Prebuilt container task plugins

Tags: Extensibility, Contribute, Intermediate

A prebuilt container task plugin runs a prebuilt container. The following are the advantages of using a prebuilt container in comparison to a user-defined container:

  • Shifts the burden of writing Dockerfile from the user who uses the task in workflows to the author of the task type.

  • Allows the author to optimize the image that the task runs on.

  • Makes it possible to (largely) extend the Flyte task execution behavior without using the backend Golang plugin. The caveat is that these tasks can’t access the K8s cluster, so you’ll still need a backend plugin if you want a custom task type that generates CRD.

Usage

Take a look at the example PR, where we switched the built-in SQLite3 task from the old (user-container) to the new style of writing tasks.

There aren’t many changes from the user’s standpoint: - Install whichever Python library has the task type definition (in the case of SQLite3, it’s bundled in Flytekit, but this isn’t always the case (for example, SQLAlchemy)). - Import and instantiate the task as you would for any other type of non-function-based task.

How to write a task

Writing a pre-built container task consists of three steps:

  1. Defining a Task class

  2. Defining an Executor class

  3. Creating a Dockerfile that is executed when any user runs your task. It’ll most likely include Flytekit, Python, and your task extension code.

To follow along, use the PR (mentioned above) where we migrate the SQLite3 task.

Python library

Defining a task

New tasks of this type must be created as a subclass of the PythonCustomizedContainerTask class.

Specifically, you need to customize the following three arguments which would be sent to the parent class constructor:

  • container_image: This is the container image that will run on a Flyte platform when the user invokes the job.

  • executor_type: This should be the Python class that inherits the ShimTaskExecutor.

  • task_type: All types have a task type.
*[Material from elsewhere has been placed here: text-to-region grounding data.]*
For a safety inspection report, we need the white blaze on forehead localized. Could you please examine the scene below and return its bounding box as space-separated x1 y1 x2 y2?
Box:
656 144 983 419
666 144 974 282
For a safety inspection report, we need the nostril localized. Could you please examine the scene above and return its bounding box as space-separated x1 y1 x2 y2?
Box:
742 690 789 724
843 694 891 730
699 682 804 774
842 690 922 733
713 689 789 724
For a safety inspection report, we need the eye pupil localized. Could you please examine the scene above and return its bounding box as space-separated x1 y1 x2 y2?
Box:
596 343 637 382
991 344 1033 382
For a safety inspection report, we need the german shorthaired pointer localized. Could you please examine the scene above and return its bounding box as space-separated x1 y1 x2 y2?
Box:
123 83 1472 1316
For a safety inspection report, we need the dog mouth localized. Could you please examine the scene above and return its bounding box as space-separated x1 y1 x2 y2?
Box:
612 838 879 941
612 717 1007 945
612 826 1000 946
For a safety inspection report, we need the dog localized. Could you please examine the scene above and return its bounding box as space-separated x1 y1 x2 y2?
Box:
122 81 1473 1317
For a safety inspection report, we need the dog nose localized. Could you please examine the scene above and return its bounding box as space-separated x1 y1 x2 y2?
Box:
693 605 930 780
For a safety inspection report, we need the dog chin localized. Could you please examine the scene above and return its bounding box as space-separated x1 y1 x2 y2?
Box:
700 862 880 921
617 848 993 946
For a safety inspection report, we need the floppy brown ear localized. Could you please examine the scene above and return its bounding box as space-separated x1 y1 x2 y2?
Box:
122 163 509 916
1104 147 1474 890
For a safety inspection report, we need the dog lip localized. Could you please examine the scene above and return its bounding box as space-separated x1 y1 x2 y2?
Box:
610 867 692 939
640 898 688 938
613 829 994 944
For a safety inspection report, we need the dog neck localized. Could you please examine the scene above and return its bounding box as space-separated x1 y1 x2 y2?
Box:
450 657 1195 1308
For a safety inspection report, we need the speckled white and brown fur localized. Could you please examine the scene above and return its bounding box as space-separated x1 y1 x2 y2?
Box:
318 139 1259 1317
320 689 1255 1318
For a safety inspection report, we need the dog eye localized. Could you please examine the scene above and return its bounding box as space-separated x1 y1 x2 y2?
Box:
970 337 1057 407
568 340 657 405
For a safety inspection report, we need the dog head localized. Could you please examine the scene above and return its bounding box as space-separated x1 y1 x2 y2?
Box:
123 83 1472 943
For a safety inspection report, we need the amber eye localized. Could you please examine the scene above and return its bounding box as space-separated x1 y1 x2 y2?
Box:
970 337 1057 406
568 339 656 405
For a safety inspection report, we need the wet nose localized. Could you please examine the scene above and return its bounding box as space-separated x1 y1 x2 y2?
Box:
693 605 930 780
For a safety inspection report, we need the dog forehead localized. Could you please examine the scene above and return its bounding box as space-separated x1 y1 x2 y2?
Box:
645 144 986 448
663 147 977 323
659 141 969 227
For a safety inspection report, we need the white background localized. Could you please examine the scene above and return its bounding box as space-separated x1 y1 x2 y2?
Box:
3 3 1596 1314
Flyte engine uses this string to identify which plugin to use when running a task.

The container plugin will be used for everything that doesn’t have an explicit match (which is correct in this case). So you may call it whatever you want, just not something that’s already been claimed (like “spark”).
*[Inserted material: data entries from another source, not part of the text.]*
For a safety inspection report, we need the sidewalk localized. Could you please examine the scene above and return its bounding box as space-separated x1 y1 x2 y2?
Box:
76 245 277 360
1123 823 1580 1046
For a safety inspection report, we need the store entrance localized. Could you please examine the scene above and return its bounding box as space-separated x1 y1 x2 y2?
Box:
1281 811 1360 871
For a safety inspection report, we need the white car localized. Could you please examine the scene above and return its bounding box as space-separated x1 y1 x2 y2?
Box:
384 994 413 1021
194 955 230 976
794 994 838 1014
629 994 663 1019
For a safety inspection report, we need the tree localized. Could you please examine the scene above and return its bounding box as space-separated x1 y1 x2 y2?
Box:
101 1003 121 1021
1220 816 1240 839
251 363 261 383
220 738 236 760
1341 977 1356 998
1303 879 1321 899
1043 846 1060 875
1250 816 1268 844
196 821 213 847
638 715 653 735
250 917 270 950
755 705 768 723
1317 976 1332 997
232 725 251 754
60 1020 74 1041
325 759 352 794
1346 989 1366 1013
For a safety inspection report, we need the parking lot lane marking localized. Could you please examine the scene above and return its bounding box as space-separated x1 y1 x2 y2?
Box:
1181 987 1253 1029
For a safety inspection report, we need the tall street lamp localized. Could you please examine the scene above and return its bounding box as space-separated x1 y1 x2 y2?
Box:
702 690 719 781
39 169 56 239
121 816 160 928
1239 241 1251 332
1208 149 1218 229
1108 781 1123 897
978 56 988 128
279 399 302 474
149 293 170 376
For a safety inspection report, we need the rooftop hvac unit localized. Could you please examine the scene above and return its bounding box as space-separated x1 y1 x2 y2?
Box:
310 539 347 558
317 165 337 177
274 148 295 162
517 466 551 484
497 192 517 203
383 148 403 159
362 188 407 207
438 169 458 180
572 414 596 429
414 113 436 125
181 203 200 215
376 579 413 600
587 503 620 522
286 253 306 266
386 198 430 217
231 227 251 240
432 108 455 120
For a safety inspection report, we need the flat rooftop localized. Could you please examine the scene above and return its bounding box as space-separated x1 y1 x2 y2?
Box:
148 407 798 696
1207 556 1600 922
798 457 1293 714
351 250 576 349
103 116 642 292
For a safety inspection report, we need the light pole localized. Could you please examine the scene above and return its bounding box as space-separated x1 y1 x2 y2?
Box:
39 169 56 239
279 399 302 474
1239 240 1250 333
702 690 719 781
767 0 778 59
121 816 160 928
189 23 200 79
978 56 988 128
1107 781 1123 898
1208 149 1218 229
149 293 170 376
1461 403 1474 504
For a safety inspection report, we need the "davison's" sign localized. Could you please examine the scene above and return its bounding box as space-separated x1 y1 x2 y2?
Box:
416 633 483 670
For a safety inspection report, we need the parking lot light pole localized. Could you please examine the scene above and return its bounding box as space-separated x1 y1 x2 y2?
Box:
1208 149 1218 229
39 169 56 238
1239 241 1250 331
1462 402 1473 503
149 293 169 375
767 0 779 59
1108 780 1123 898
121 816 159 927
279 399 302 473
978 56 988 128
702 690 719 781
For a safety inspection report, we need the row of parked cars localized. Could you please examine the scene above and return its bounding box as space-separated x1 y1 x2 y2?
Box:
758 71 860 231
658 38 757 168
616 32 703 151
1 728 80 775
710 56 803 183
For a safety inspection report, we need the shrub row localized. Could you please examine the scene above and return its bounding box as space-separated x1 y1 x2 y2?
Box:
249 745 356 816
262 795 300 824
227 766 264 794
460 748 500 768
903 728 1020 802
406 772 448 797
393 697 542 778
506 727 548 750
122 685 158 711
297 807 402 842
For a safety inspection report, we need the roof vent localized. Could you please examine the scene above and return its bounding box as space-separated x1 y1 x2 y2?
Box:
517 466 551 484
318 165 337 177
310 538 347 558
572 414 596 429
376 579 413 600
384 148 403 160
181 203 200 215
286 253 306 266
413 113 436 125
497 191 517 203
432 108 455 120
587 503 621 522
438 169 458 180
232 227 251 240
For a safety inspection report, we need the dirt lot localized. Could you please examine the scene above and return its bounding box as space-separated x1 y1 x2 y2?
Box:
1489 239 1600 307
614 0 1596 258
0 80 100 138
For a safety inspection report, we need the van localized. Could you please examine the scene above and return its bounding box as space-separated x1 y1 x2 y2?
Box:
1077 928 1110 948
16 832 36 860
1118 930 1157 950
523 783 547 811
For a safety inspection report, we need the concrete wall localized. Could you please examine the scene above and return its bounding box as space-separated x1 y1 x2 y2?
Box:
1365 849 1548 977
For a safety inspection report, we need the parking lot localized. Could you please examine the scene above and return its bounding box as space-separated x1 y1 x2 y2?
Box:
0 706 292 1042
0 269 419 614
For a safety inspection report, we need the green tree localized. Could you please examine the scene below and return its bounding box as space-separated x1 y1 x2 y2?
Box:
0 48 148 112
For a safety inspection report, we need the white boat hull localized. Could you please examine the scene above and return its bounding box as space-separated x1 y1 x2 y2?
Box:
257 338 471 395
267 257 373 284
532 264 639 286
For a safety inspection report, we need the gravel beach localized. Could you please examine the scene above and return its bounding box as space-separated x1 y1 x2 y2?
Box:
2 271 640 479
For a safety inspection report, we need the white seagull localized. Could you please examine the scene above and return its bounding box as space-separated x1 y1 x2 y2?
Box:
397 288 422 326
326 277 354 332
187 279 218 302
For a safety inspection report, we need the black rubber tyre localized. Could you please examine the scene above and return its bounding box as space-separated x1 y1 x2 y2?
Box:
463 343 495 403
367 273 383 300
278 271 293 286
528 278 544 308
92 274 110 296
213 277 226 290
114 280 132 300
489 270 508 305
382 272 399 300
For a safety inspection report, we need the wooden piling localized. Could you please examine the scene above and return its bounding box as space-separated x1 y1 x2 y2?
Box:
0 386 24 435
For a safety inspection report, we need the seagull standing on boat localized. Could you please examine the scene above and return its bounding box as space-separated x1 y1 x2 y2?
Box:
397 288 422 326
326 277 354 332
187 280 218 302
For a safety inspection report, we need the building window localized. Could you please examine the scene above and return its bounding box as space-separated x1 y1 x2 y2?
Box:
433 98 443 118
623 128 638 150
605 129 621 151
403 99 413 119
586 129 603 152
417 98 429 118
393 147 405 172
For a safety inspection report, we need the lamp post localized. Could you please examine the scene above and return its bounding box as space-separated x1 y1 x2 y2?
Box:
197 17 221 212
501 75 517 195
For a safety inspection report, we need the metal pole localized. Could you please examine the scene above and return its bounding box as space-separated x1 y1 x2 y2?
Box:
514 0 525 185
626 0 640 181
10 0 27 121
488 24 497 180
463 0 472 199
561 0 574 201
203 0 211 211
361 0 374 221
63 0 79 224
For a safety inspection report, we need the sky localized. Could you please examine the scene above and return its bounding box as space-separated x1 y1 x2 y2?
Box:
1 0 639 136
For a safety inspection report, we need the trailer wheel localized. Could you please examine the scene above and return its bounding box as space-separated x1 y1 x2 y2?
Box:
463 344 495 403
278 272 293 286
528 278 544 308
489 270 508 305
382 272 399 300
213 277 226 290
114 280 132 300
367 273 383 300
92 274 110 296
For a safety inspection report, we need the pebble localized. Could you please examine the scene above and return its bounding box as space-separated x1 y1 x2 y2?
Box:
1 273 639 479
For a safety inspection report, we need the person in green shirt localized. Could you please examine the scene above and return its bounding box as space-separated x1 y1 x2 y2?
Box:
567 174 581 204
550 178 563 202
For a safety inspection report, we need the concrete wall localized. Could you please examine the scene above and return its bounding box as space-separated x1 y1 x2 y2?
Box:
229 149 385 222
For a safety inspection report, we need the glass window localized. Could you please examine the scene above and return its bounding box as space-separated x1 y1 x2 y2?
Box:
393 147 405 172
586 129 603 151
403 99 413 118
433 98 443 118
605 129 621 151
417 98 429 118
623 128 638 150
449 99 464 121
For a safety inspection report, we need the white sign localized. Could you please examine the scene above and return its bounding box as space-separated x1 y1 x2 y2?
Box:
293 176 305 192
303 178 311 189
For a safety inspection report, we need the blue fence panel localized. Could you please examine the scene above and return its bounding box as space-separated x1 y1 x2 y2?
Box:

Referring to the SQLite3 example,

container_image="ghcr.io/flyteorg/flytekit:py38-v0.19.0b7",
executor_type=SQLite3TaskExecutor,
task_type="sqlite",

Note that the container is special in this case since we utilize the Flytekit image.
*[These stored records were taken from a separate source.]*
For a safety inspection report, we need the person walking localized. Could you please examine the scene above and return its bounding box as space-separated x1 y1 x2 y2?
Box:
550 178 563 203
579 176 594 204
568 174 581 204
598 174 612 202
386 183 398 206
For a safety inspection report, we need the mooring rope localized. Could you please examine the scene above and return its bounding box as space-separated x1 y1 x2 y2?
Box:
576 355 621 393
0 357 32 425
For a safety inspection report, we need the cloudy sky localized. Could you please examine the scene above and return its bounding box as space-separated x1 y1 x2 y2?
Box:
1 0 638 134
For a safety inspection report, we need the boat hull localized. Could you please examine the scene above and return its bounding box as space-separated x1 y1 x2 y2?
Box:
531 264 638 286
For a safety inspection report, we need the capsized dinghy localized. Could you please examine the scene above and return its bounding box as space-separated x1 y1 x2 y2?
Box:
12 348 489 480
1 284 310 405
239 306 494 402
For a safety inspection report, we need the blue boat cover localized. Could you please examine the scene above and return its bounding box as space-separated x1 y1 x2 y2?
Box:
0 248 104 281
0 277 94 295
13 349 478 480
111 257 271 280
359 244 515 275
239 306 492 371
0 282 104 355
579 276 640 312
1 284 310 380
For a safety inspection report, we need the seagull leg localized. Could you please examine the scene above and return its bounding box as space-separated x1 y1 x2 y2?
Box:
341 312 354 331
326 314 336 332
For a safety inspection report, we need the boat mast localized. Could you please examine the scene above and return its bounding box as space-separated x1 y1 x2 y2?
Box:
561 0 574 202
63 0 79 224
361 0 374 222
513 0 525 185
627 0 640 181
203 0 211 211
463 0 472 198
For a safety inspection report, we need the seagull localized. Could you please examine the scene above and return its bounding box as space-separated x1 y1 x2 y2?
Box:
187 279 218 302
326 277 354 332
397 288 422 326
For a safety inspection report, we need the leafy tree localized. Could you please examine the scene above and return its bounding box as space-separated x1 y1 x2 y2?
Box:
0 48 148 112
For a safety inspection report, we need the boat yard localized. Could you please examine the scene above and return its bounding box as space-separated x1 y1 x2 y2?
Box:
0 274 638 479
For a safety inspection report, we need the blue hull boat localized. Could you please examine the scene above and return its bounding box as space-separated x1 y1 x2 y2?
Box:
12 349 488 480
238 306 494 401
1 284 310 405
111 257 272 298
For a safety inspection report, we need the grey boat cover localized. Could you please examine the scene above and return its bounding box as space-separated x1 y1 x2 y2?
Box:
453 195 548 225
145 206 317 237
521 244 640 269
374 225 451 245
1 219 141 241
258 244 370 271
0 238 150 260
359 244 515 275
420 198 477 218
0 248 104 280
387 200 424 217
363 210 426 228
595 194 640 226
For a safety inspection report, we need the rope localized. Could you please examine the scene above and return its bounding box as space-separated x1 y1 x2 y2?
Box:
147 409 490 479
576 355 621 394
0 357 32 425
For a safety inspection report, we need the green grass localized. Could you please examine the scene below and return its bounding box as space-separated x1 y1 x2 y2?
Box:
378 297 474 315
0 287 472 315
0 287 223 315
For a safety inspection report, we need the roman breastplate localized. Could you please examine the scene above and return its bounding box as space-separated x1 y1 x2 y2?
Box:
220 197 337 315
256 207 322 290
Furthermore, you need to override the get_custom function to include all the information the executor will need to run.

Keep in mind that the task’s execution behavior is entirely defined by the task’s serialized form (that is, the serialized TaskTemplate). This function stores and inserts the data into the template’s custom field. However, keep the task template’s overall size to a minimum.

Executor

You must subclass and override the execute_from_model function for the ShimTaskExecutor abstract class. This function will be invoked in both local workflow execution and platform-run-time execution, and will include all of the business logic of your task.

The signature of this execute function differs from the execute functions of most other tasks since the TaskTemplate determines all the business logic, including how the task is run.

Image

This is the custom image that you specified in the subclass PythonCustomizedContainerTask. Out of the box, when Flyte runs the container, these tasks will run a command that looks like this

pyflyte-execute --inputs s3://inputs.pb --output-prefix s3://outputs --raw-output-data-prefix s3://user-data --resolver flytekit.core.python_customized_container_task.default_task_template_resolver -- {{.taskTemplatePath}} path.to.your.executor.subclass

This means that your Docker image will need Python and Flytekit installed. The container’s Python interpreter should be able to find your custom executor class at the import path path.to.your.executor.subclass.


The key takeaways of a pre-built container task plugin are:

  • The task object serialized at compile time does not exist at run time.

  • There is no user function at platform run time, and the executor is responsible for producing outputs based on the task’s inputs.